[Python-ideas] string codes & substring equality

Wed Nov 27 15:53:26 CET 2013

On 27 November 2013 14:32, spir <denis.spir at gmail.com> wrote:
> In both cases, I guess ordinary idiomatic Python code actually _creates_ a
> new string object, as a substring of length 1 or more, which is otherwise
> useless; for instance:
>
>     if s[i] == char:
>         # match ok -- object s[i] unneeded
>
>     if s[i:j] == substr:
>         # match ok -- object s[i:j] unneeded
>
> What is actually needed is just to check for equality (or another check
> about a code, see below).

I almost never index or slice strings, so this isn't an issue I've
encountered. My first thought is that your approach may well be
sub-optimal, and something that avoids indexing might be better - but
without knowing the details of what you're trying to do it's hard to
say for sure.
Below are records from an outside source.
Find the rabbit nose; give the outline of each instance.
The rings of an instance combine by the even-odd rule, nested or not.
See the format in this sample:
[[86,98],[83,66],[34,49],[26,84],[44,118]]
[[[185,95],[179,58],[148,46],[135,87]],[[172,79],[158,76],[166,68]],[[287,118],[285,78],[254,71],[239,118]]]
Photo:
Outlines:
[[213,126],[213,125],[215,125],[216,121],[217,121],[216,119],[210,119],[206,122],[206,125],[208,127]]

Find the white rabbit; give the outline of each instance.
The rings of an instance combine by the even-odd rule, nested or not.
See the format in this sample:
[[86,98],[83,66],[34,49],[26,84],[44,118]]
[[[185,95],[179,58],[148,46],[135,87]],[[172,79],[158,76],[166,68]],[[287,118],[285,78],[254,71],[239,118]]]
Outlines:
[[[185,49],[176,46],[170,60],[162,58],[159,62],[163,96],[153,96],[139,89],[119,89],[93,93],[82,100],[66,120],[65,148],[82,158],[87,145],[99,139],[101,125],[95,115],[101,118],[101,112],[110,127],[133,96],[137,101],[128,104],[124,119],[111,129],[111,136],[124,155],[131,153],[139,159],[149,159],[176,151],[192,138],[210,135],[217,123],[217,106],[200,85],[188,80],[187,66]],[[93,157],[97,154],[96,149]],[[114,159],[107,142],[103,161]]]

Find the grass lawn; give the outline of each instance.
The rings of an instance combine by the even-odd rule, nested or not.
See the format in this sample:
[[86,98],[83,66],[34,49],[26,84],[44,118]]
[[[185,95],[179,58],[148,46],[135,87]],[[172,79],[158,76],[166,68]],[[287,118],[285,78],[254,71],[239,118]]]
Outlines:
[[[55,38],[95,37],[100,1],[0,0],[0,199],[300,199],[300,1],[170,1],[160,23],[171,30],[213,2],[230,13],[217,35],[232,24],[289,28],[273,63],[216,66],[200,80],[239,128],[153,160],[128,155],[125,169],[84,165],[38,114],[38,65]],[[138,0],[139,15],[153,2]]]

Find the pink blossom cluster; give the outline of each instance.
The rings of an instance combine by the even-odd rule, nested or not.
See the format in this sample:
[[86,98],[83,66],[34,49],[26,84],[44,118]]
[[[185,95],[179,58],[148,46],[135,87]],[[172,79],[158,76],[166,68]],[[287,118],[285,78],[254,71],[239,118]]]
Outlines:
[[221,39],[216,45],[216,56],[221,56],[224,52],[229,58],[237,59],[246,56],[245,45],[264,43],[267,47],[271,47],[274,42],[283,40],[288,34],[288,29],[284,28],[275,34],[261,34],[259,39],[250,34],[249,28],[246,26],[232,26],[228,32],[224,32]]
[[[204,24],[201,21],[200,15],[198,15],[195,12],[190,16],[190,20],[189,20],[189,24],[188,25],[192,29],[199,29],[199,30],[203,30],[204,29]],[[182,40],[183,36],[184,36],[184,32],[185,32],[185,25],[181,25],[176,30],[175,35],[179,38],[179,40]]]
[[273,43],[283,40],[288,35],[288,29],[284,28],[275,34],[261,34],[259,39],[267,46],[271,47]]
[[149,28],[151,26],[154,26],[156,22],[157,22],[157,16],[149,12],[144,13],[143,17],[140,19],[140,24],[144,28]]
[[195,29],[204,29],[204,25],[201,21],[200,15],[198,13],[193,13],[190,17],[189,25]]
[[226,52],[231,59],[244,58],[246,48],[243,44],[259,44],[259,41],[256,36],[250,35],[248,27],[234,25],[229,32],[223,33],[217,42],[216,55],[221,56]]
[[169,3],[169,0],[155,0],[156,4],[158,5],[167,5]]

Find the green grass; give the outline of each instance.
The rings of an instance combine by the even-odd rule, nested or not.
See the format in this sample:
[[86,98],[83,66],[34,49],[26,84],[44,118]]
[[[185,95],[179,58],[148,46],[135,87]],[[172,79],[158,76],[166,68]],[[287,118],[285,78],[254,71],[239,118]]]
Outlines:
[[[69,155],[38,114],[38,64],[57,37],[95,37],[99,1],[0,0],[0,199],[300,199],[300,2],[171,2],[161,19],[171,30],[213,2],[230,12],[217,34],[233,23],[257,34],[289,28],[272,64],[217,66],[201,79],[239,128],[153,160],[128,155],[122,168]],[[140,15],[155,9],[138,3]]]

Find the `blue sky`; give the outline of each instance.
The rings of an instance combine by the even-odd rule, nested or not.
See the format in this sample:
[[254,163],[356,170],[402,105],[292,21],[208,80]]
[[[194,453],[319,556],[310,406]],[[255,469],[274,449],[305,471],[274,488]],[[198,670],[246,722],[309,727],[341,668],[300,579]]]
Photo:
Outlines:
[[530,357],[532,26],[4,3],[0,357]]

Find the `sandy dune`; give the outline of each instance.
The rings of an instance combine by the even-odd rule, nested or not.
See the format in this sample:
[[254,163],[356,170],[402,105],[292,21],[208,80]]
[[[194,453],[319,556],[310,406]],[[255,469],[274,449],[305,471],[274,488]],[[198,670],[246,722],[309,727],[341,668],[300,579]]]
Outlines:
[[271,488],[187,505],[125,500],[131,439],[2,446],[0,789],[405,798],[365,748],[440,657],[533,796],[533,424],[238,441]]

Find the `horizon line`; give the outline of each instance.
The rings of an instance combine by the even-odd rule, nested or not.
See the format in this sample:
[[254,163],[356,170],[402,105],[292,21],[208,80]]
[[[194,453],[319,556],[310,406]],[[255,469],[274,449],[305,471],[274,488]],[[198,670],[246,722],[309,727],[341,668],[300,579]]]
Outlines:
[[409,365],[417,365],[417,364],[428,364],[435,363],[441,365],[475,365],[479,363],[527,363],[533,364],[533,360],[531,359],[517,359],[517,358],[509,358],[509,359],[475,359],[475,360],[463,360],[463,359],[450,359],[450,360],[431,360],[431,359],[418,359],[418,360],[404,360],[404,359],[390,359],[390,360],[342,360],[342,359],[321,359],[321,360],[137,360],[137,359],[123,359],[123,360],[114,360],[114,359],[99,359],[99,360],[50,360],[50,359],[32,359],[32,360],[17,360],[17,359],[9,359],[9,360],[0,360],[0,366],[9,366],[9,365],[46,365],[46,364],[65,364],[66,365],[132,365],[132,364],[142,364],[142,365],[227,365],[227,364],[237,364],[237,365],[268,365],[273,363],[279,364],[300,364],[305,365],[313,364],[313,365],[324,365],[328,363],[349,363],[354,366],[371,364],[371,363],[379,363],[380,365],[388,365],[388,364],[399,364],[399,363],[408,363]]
Also, I'd do some profiling to check that this really is
the performance bottleneck before worrying too much about optimising
it.

But assuming you've done that and there's a real issue here, you could
probably use str.find:

    if s.find(char, i, i+1) != -1:
        # match ok
    if s.find(substr, i, j) != -1:
        # match ok

It's a bit of a hack, as find in theory scans forward from the start
point - but by making the slice length the same as the length of the
search string it won't do that. And after all, low-level performance
tweaks generally *are* somewhat hackish, sacrificing obviousness for
speed, in my experience :-)

Paul